The official documentation created during a patient encounter, often referred to as “doctor’s notes,” is a comprehensive record of a person’s health history, current condition, and treatment plan. These records serve several interconnected functions. They are formally maintained to ensure seamless communication between various healthcare providers, establish a consistent record for continuity of care, and function as the official legal document of the services rendered.
The Purpose and Structure of Clinical Notes
Clinical notes are formally part of the patient’s Health Record and are primarily written for an audience of other medical professionals, which dictates their structure and content.
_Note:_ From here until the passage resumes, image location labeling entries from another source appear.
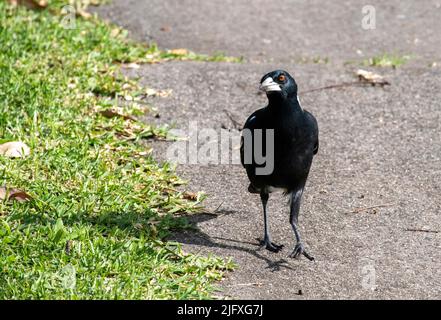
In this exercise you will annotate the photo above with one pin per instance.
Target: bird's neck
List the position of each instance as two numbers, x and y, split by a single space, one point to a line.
285 105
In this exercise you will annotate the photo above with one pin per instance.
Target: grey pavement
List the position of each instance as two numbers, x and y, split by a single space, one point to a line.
377 173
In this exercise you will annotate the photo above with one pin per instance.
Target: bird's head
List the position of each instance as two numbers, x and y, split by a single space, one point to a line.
278 83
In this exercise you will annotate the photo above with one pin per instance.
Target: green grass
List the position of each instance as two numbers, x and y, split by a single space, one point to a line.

A widely adopted format for progress notes is the acronym SOAP, which stands for Subjective, Objective, Assessment, and Plan. This structure provides a standardized, logical flow for documenting a patient encounter, ensuring that no essential component of the clinical reasoning process is missed.
The notes ensure that clinical decisions are transparent and supported by the documented evidence. This continuity is important when a patient is seen by multiple specialists or transfers care between different facilities.
The SOAP framework acts as a cognitive aid for clinicians, guiding them through the steps of gathering information, interpreting findings, arriving at a conclusion, and outlining the next steps for care. This formal documentation also serves as a legal record of the care provided, which requires all entries to be accurate, timely, and clearly linked to the patient’s presentation.
The Specifics of Diagnosis and Assessment
A doctor’s note explicitly answers the question of “what is wrong” within the section labeled “Assessment.” This portion of the note is where the healthcare provider synthesizes the information gathered from the subjective and objective sections to arrive at a clinical conclusion. The diagnosis is the professional determination of the patient’s condition, differentiating it from the initial symptoms or complaints.
The Assessment typically lists the problem or problems in order of importance, sometimes including differential diagnoses—a list of possible conditions considered before the final determination. Crucially, the diagnosis is documented using an internationally recognized classification system, such as the International Classification of Diseases, Tenth Revision, Clinical Modification, known as ICD-10-CM codes. These codes are alphanumeric sequences of up to seven characters that classify every disease, symptom, injury, and cause of death.
These standardized codes ensure that a diagnosis like “Type 2 diabetes mellitus” is uniformly represented, for instance by the code E11.9, regardless of the clinician or facility. The use of ICD-10-CM codes is mandated for billing purposes and for communicating diagnostic information across the entire healthcare system. While the diagnosis is a concise statement or code, it represents the culmination of the provider’s professional analysis of the patient’s subjective report and objective findings.
What Patients Are Legally Allowed to View
Patients possess a legal right to access their medical records, a right established and reinforced by federal law. The Health Insurance Portability and Accountability Act, or HIPAA, gives patients the right to obtain a copy of their protected health information, including their clinical notes. More recently, the 21st Century Cures Act significantly expanded and accelerated this access.
The Cures Act mandates that healthcare providers must not block a patient’s access to their electronic health information, a principle known as “information blocking.” This rule requires the timely, often immediate, release of eight specific types of clinical notes, including progress notes and discharge summaries, typically through patient portals. This immediate digital access empowers patients to become more active participants in their care, review the doctor’s reasoning, and catch potential errors in their record.
Why Understanding the Notes Can Be Difficult
Despite having the legal right to view their notes, many patients experience frustration when attempting to interpret the content. Clinical notes are written for rapid communication between clinicians, which leads to heavy reliance on medical abbreviations and specialized jargon. Common abbreviations like “MI” for myocardial infarction (heart attack) or “HTN” for hypertension (high blood pressure) can be confusing, especially since many abbreviations have multiple possible meanings.
This clinical shorthand is coupled with technical terminology that may have a different meaning in a medical context than in common usage. For example, a note might describe a physical exam finding as “grossly intact,” where “grossly” means “in general” or “overall,” not unpleasant. Patients can look up ICD-10 codes or common abbreviations online, but the most effective strategy for clarification is always to ask the healthcare provider directly during or after the appointment.